Re: [PATCH v1 2/2] iommu/arm-smmu-v3: Recover ATC invalidate timeouts
From: Jason Gunthorpe
Date: Fri Mar 06 2026 - 15:27:07 EST
On Fri, Mar 06, 2026 at 08:22:08PM +0000, Samiullah Khawaja wrote:
> But do you think doing the timeout logic without fencing would be good
> enough?
It is what ARM and AMD do, so I wouldn't object to it.

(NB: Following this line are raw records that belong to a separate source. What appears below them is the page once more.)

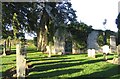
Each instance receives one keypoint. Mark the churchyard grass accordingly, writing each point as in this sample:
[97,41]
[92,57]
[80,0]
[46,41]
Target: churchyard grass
[64,66]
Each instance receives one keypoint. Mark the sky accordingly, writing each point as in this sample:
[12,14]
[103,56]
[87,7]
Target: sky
[93,12]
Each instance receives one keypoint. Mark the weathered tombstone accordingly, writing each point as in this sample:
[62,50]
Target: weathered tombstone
[4,49]
[75,50]
[112,44]
[21,56]
[59,43]
[105,51]
[92,44]
[68,47]
[20,61]
[116,60]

> Currently VT-d blocks itself, until it gets an Invalidation Timeout
> from HW, and system ends up in a hardlockup since interrupts are
> disabled.
>
> Are you concerned that if fencing is done without an RAS flow, the
> device might not be able to detect the failure (if it really needs ATS
> to work)?
Yes, and then the device is badly locked because nothing will fix the
IOMMU fence.
VFIO might fix it if it is restarted, but other approahces like
rmmod/insmod won't restore the broken device.
So I'd rather see a more complete solution before we add fencing to
the iommu drivers. Minimally userspace doing a rmmod, flr, insmod
should be able to restore the device.
Then auto-FLR through RAS could sit on top of that.
> I am thinking, we can do translated fence and timeout change for VT-d.
> And the device can use existing RAS mechanism to recover itself. This
> way we atleast make sure that caller of flush can reuse the memory/IOVAs
> without UAFs.
Without a larger framework to unfence I think this will get devices
stuck..
Jason